Rock Hill Schools will receive $3.7 million in 2002, followed by $100,000 for the next two years and $573,500 in the remaining years. The fire department gets the majority of Hamilton Township’s $42,618 annual payment – about $30,000 a year. The county’s share will be $95,410, while MRDD’s share is $75,288. The vocational school will receive $145,743 a year beginning in 2005. The board of health will receive $8,591 per year.

Among criteria set forth in the nine-page tax break agreement, the company’s first "donation" will be paid on or before Nov. 1, 2002, to allow Rock Hill Schools to retire the outstanding bonds, and the agreement is not transferable without county commissioners’ consent.

Duke Energy proposes a $550 million 1,000-megawatt natural gas-fired multi-turbined electrical facility built on 40 acres, employing 30-plus workers after construction. The construction phase is expected to employ 350 to 400 people.

The township can expect hundreds of millions of dollars in construction salaries, in purchases of local goods and in future jobs, officials say.

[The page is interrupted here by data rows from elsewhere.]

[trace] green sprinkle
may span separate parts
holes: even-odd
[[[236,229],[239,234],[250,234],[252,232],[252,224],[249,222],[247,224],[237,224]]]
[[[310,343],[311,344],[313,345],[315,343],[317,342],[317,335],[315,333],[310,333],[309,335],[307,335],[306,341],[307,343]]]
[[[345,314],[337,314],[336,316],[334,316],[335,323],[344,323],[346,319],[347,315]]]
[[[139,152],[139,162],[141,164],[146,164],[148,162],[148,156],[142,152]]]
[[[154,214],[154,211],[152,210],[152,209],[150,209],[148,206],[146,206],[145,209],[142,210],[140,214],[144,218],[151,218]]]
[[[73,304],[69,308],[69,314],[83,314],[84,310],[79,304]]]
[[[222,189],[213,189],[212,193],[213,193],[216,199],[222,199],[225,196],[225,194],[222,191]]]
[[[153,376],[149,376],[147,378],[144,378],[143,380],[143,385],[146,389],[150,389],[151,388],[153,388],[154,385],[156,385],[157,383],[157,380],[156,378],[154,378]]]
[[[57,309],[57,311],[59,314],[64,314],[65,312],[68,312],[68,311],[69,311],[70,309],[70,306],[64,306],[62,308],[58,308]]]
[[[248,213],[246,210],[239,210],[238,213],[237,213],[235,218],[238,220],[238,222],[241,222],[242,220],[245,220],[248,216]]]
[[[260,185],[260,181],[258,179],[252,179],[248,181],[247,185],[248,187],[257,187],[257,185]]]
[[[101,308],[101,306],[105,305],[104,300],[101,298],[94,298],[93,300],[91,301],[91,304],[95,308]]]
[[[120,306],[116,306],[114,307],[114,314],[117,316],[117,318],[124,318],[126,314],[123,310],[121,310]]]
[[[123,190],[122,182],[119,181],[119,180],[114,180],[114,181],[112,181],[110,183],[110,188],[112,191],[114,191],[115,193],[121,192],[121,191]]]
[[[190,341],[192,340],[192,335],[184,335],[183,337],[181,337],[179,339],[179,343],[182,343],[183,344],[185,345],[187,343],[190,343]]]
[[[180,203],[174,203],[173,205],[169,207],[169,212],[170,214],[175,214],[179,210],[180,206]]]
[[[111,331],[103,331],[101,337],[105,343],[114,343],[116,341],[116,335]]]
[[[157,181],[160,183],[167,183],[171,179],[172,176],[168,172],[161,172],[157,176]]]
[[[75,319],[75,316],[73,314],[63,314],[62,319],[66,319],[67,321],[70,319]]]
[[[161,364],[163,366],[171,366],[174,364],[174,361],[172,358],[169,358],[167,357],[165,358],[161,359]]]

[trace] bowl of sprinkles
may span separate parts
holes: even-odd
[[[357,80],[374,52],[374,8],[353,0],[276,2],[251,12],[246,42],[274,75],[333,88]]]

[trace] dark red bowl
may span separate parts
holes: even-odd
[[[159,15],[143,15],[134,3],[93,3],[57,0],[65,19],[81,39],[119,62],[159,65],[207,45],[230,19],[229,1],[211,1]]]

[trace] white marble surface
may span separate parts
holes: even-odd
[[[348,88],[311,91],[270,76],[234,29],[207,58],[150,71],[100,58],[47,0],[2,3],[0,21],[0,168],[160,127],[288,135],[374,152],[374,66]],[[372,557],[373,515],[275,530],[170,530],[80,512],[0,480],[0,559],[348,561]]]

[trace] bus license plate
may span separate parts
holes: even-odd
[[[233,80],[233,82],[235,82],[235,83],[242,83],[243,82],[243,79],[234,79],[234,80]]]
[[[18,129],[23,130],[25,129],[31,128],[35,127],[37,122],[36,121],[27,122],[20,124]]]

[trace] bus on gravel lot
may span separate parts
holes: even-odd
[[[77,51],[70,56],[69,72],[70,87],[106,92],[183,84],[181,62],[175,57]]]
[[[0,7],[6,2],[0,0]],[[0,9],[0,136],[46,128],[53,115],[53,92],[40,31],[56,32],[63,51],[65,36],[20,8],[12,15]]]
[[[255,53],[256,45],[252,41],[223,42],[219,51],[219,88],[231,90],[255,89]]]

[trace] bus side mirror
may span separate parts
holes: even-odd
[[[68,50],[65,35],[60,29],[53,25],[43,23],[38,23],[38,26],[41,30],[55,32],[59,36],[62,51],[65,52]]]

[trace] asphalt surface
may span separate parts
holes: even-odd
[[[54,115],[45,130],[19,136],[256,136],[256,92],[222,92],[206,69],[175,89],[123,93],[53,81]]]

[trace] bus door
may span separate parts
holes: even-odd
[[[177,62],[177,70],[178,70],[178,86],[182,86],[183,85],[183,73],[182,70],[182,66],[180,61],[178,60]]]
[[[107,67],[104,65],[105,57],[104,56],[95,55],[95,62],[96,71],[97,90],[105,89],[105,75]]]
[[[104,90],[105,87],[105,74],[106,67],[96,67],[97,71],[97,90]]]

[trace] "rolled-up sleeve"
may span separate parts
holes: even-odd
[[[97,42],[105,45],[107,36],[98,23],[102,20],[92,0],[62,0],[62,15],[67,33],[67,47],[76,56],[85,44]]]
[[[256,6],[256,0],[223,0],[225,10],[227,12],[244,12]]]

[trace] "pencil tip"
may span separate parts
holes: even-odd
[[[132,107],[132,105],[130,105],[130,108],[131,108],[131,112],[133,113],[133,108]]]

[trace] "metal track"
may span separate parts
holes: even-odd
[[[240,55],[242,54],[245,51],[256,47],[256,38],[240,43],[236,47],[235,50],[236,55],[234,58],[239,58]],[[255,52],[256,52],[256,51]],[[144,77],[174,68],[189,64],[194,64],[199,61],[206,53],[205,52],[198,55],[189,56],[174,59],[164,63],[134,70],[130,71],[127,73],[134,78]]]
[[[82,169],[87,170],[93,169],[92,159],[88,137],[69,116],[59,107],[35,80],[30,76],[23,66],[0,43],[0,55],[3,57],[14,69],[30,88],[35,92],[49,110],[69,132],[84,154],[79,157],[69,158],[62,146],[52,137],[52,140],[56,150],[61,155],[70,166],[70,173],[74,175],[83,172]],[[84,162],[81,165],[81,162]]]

Despite the tax break, Duke’s payments to government entities involved will surpass taxes currently paid by the county’s highest taxpayers, commissioners said.

Duke officials say the company’s on schedule to have all approvals (state and local permits) by the end of the year, then seek internal approval.

Greater Lawrence County Area Chamber of Commerce executive director Pat Clonch said the deal looks positive, adding she’s convinced the plant will be constructed.

Smaller gas fired "peaking" power plants like those proposed by Duke and Calpine Inc. (which says it will build one on the old Goldcamp Farm in Hamilton Township), as well as others across the country, are what’s keeping the economy up right now, Mrs. Clonch said.